Prairie dogs, which one conservation biologist referred to as the "chicken McNuggets of the grasslands" because they are prey to over 100 other species, are also very cute relatives of the common squirrel with a highly developed language. Prairie dogs construct elaborate underground burrows, ultimately forming "towns" consisting of dozens of families called coteries. As the SF Zoo tells us, "the biggest prairie dog town on record was about 100 miles wide and 250 miles long, and home to an estimated 400 million prairie dogs."
Black-tailed prairie dogs, like those they have at the SF Zoo, live alongside the meerkats in the zoo's Prairie Dog and Meerkat exhibit, but in the wild they are found in the Great Plains and across grasslands in the western U.S. and Canada.

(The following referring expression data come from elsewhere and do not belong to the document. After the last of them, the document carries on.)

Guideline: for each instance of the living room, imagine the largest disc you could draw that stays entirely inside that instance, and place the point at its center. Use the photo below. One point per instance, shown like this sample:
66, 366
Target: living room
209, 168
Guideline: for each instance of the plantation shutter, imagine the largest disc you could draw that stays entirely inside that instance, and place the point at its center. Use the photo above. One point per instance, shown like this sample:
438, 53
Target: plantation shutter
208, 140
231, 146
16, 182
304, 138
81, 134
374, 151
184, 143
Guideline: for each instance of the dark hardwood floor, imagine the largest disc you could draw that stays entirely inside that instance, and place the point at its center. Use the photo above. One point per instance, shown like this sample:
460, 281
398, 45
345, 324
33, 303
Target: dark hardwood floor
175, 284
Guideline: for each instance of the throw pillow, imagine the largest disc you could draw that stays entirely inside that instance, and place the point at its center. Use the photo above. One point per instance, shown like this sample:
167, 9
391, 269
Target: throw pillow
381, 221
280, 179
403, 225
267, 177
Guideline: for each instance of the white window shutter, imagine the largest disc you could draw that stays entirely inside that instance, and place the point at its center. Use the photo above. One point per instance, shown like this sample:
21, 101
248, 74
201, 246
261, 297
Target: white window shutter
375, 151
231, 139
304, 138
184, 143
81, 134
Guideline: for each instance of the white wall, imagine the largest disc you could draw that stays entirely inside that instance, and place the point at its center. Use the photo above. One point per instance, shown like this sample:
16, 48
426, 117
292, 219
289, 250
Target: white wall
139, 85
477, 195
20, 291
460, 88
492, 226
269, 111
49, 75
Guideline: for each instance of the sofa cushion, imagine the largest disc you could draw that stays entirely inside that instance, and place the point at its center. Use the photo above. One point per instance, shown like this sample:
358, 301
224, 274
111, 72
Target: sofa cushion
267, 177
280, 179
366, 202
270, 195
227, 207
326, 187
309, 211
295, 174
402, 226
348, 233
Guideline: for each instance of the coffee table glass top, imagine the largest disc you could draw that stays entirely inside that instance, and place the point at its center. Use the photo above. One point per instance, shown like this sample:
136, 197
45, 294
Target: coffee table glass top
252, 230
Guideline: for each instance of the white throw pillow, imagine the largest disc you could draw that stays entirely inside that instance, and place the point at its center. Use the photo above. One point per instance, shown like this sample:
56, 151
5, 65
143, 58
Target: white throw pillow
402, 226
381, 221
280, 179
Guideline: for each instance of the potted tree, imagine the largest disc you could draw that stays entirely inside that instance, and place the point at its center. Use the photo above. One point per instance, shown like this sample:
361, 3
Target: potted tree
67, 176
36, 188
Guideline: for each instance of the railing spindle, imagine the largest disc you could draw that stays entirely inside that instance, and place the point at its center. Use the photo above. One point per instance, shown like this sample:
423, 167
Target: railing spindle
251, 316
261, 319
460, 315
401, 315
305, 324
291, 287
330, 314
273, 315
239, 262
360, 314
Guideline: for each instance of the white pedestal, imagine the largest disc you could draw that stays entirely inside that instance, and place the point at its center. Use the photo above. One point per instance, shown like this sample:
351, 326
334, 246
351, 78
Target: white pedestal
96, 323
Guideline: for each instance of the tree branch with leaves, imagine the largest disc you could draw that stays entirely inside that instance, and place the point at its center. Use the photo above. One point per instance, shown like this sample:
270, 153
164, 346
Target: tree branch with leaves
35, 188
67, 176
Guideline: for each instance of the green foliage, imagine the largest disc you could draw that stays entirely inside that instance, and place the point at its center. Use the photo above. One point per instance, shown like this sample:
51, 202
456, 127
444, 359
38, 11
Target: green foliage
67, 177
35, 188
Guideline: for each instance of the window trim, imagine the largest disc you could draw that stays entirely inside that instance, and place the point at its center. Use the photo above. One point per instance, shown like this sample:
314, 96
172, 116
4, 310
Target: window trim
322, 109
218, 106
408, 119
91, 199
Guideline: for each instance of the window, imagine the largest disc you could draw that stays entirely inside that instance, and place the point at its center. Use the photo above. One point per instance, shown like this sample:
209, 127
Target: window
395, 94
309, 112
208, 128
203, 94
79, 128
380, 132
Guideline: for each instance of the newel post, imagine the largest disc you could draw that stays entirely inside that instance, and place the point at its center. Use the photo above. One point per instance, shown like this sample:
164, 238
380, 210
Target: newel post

Female prairie dogs go into estrus only once a year, in late winter, for about an hour, and if they mate successfully they'll gestate for just over a month.
The latest litter of nine pups joins around 20 prairie dogs who were already in the exhibit, and the zoo says they are now about five weeks old, as they have likely been safe in their nest since birth sometime in March.
While not endangered in the wild, prairie dogs' habitat around the world is estimated to have decreased by 95%.
SF residents and guests are encouraged to come to the zoo and try to count all the prairie dogs themselves.